ASCOT, England (AP) — Unbeaten Frankel won the Queen Elizabeth II Stakes by four lengths Saturday, giving the world's top-ranked thoroughbred a ninth straight victory on the inaugural British Champions Day.
With Queen Elizabeth II watching at Ascot, Frankel bolstered his reputation on the richest day in the history of British horse racing.
"He's the horse of a lifetime for the public, let alone the jockey," rider Tom Queally said after being cheered by a crowd of 27,000, the season's biggest.
Saudi Arabian owner Prince Khalid Abdullah added: "Many people think he is the best horse they have ever seen."
The 3-year-old colt won in 1 minute, 39.45 seconds, beating 6-1 shot Excelebration. The French filly Immortal Verse was third.
"He was as good as ever and is getting more professional with every run," Queally said. "He's getting stronger and he's the real deal — not that he wasn't before."
Henry Cecil's Frankel is named after Hall of Fame trainer Bobby Frankel, who died in 2009.
"He's a terrific horse," Cecil said. "He's done everything we asked of him, and next year he will easily get a mile and a quarter.
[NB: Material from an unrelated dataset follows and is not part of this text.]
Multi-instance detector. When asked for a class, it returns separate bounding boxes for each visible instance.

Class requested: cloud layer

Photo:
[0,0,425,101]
"It's been a long year and I'm looking forward to getting a winter over him. He's a champion, he's out of the ordinary and hopefully he will continue to prove himself next year."
But Cecil ruled out taking Frankel to the Breeders' Cup next month at Churchill Downs.
"He won't run again," he said. "He'll be put away for the winter."
British Champions Day is the culmination of a new 35-race program sponsored by members of the Qatari royal family through the investment vehicle QIPCO. It is intended to secure horse racing's long-term future in Britain.
Frankel's success only partially diverted attention from a growing feud over new whip rules that has led one top jockey, Richard Hughes, to quit the sport Thursday.
Belgian-born jockey Christophe Soumillon received a five-day ban Saturday for breaching the new whip regulations during his winning ride on Cirrus Des Aigles in the Champion Stakes.
Soumillon was ruled to have used his whip six times in the last furlong. As well as his ban he also forfeited his riding fee and percentage of prize money, amounting to about $79,000.
"I'm very embarrassed for English racing today," Soumillon said. "You have a lot of problems but the whip is not one of them.
"Jockeys are not here to whip horses, they are here to make the horses do their best and that is what I tried to do. We now have padded whips, they are very soft and I hit my horse to make him do his best in the last furlong."
The Professional Jockeys Association has asked the British Horseracing Authority to revise the range of penalties and is attempting to avert a strike by jockeys.
Irish jockey Hughes handed in his racing license after being banned twice during the first week of new rules limiting the number of times a rider can use his whip on a horse at the end of the race.